Critiques de films, Drame

Critique: States of Grace de Destin Daniel Cretton

SXSW, Deauville, Locarno, des prix aux Independent Spirit Awards… Voilà le parcours en festival de la nouvelle pépite du cinéma indépendant américain.

Sensible et déterminée, Grace est à la tête d’un foyer pour adolescents en difficulté. Parmi les jeunes membres de son équipe, diversement expérimentés, la solidarité et le bon esprit sont de mise. Jusqu’à l’arrivée soudaine d’une fille tourmentée qui ignore les règles du centre et renvoie Grace à sa propre adolescence… pas si lointaine.

Ce film indépendant représente tout ce qu’on aime dans le cinéma: un sujet fort et méconnu, de jeunes acteurs qui crèvent l’écran, et une atmosphère qui vous englobe dès les premières minutes.

« States of Grace » (ou « Short Term 12 » de son titre original) c’est le cinéma que l’on souhaite découvrir. Un jeune réalisateur, qui s’inspire de situations réelles, qui a envie de « dire quelque chose »; et c’est vraiment cette volonté de partage qui transcende le film, qui le rend vivant et lumineux.
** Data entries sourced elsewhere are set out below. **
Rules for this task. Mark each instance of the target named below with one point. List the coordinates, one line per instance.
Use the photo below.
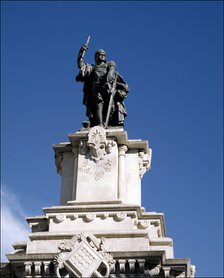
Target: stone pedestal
(100, 228)
(99, 165)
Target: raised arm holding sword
(104, 89)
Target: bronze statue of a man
(104, 90)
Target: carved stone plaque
(97, 172)
(83, 256)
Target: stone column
(121, 171)
(75, 151)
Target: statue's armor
(99, 77)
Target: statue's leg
(99, 113)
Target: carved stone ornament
(144, 160)
(83, 256)
(154, 271)
(96, 149)
(59, 162)
(97, 145)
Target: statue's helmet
(98, 52)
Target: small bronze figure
(104, 90)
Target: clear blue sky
(170, 54)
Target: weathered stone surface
(99, 165)
(100, 228)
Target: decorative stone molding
(120, 216)
(59, 162)
(74, 216)
(59, 218)
(105, 215)
(83, 256)
(181, 275)
(28, 266)
(143, 224)
(97, 146)
(154, 271)
(144, 162)
(96, 150)
(90, 217)
(166, 270)
(154, 223)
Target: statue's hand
(108, 87)
(84, 48)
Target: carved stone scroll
(83, 256)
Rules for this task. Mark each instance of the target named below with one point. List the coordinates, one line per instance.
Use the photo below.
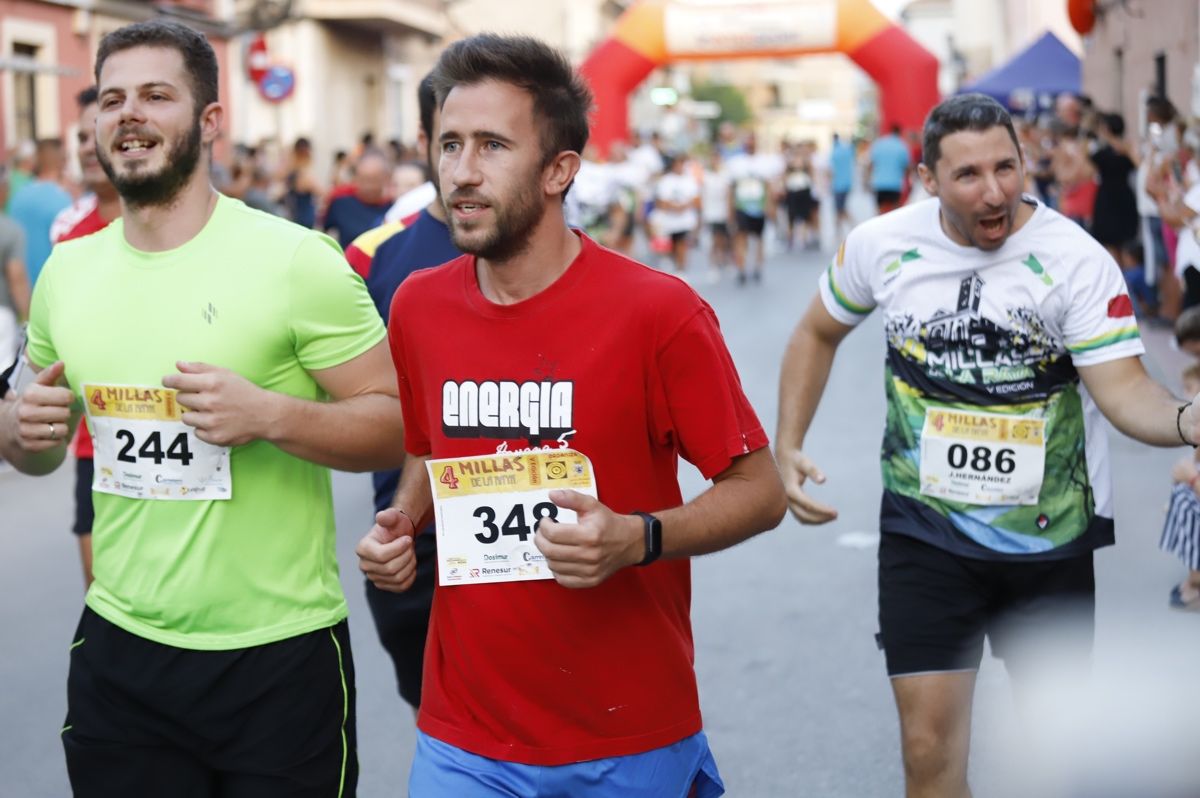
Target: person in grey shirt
(15, 289)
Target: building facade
(1138, 49)
(47, 54)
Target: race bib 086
(979, 457)
(143, 450)
(489, 508)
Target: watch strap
(653, 529)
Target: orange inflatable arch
(653, 33)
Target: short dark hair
(1187, 325)
(426, 102)
(1161, 108)
(1114, 124)
(199, 60)
(87, 97)
(969, 112)
(561, 97)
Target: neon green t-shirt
(270, 301)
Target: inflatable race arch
(654, 33)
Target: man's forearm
(413, 495)
(28, 462)
(745, 502)
(358, 433)
(803, 377)
(1150, 414)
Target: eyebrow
(972, 167)
(144, 87)
(490, 135)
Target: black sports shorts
(751, 225)
(85, 514)
(147, 720)
(936, 607)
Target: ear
(561, 172)
(211, 119)
(928, 179)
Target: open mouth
(465, 210)
(135, 147)
(993, 225)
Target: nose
(130, 111)
(993, 192)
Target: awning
(1045, 69)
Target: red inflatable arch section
(654, 33)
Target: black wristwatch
(653, 538)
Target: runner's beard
(509, 235)
(159, 189)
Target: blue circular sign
(277, 84)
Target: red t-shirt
(533, 672)
(75, 222)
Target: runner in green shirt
(226, 360)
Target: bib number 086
(151, 449)
(979, 459)
(516, 522)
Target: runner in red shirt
(89, 214)
(540, 340)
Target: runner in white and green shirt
(1009, 333)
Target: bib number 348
(489, 509)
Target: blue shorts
(683, 769)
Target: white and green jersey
(993, 447)
(258, 295)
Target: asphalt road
(792, 687)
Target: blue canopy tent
(1032, 77)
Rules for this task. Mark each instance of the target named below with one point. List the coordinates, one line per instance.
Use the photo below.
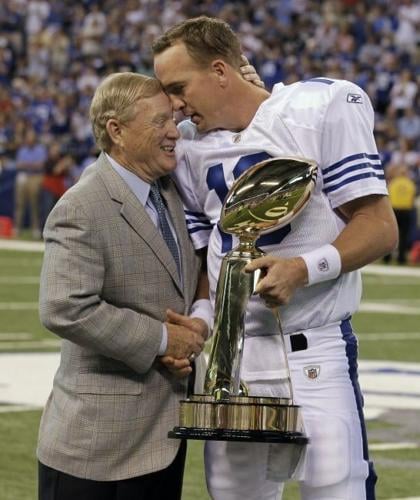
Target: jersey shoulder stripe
(355, 178)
Des acteurs qui interprètent de manière toujours très juste leur rôle. Brie Larson – vue récemment dans « The Spectacular Now » de James Ponsoldt – qui expose vraiment un personnage sensible, troublé, qui cherche à s’émanciper de son passé pour vivre enfin. Kaitlyn Dever ensuite, une sorte de mini Jennifer Lawrence, une adolescente sombre et bloquée qui prend peu à peu son envol. Et enfin, John Gallagher Jr, héros des temps modernes, toujours le bon mot, la bonne approche.

A la manière d’un Thomas Vinterberg avec « La Chasse », Destin Daniel Cretton nous emmène dans cet univers peu connu des foyers pour adolescents. Il nous plonge dans cet univers spécial, dans lequel les masques des « petits durs » tombent et révèlent leur blessure : la vraie raison qui les amène en détresse si jeunes, la violence parentale. Ce sujet tabou est exploré de manière transversale avec l’expérience emmagasinée par les éducateurs qui eux-mêmes ont réussi à surpasser les ombres du passé.

Mais contrairement à Thomas Vinterberg, D. D. Cretton explore la beauté de l’humain plutôt que sa face sombre; ils nous révèle le courage et la force que ces jeunes enfants tirent les uns des autres, et se battent sans cesse pour survivre. Loin de l’Happy End qui gâche de nombreux films d’auteur, on est happé dans l’histoire et on suit leur effort quotidien, leurs petites joies, leurs peines plus profondes. Et l’espoir prend le dessus.

Un film impressionnant. De maîtrise d’abord, premier film, et un scénario bien ciselé qui évite les travers et clichés liés au sujet. D’émotion également, les petits moments de joie entrecoupent cette vie faite de bataille, mais une bataille toute en langueur, une guerre de l’ombre dans laquelle les héros sont les anciennes victimes.

Le genre de film que l’on ne peut s’ôter de la tête après l’avoir vu.